Every once in a while, I have moments of panic about “what am I doing with my kids?!?!!!!” And I feel like everything is a failure. This morning in the fuzzy wake-up period, I was having this panic, something like this:
They’ll go to college and XX will just flunk out. She’ll be miserable…. They have no idea what a bibliography is! How could this be? They have no idea how to write a bibliography entry, and will I ever teach them? I have to teach them right now, this year…. They’ll just flunk out of university… Well, XXX might be OK but XX will not do well…. What on earth am I doing??
As I woke up and got more into my rational mind, here’s what I thought: So if I put XX (not book-study-inclined child) in school to “make her ready” for four years of university, she’ll be just as miserable there as she will be in university. It won’t necessarily make her more ready. It might be a worse preparation experience.

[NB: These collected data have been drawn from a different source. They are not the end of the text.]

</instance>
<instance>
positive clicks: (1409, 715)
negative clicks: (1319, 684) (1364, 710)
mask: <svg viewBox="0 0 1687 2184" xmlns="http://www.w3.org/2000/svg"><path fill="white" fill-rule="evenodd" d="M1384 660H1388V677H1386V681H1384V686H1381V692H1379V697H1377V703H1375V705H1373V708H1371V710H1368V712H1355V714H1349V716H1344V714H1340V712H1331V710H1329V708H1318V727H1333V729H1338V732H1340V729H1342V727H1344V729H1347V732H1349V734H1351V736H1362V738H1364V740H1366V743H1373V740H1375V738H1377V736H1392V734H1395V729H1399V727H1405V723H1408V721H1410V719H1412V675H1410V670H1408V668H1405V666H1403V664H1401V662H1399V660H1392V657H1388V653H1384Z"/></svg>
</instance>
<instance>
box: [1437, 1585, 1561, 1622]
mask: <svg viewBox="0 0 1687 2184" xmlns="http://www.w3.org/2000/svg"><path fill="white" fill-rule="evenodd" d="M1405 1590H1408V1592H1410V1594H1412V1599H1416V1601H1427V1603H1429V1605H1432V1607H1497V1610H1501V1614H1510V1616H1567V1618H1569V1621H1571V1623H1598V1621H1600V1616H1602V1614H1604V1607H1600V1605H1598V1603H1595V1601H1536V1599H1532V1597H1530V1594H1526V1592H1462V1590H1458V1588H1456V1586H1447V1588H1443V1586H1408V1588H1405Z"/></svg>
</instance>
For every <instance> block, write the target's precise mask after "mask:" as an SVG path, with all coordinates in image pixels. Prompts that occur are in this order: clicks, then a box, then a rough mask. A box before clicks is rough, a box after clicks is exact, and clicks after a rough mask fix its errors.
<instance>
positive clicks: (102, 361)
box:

Being “outside the system” has its moments of panic. But … does being in the system also have its moments of panic? Probably so. So it’s probably not the question of asking a system to solve my problems.
And am I really educating them just so they can be successful in university? That only lasts 4 years, average, then all your life is ahead of you….
Homeschooling is something like unassisted birth, in that it’s keeping your power to yourself when you could give that power over to another entity as most do. The difference for me personally is that birth thrilled me, but home schooling doesn’t, and I actually have tried to hand it over. But so far God keeps putting back into my hands. I think He wants to use it to change me, to say nothing of whatever He’s doing with my kids and homeschooling.
So fuzzy moment of panic passed…. off to think about bibliographies … ha ha.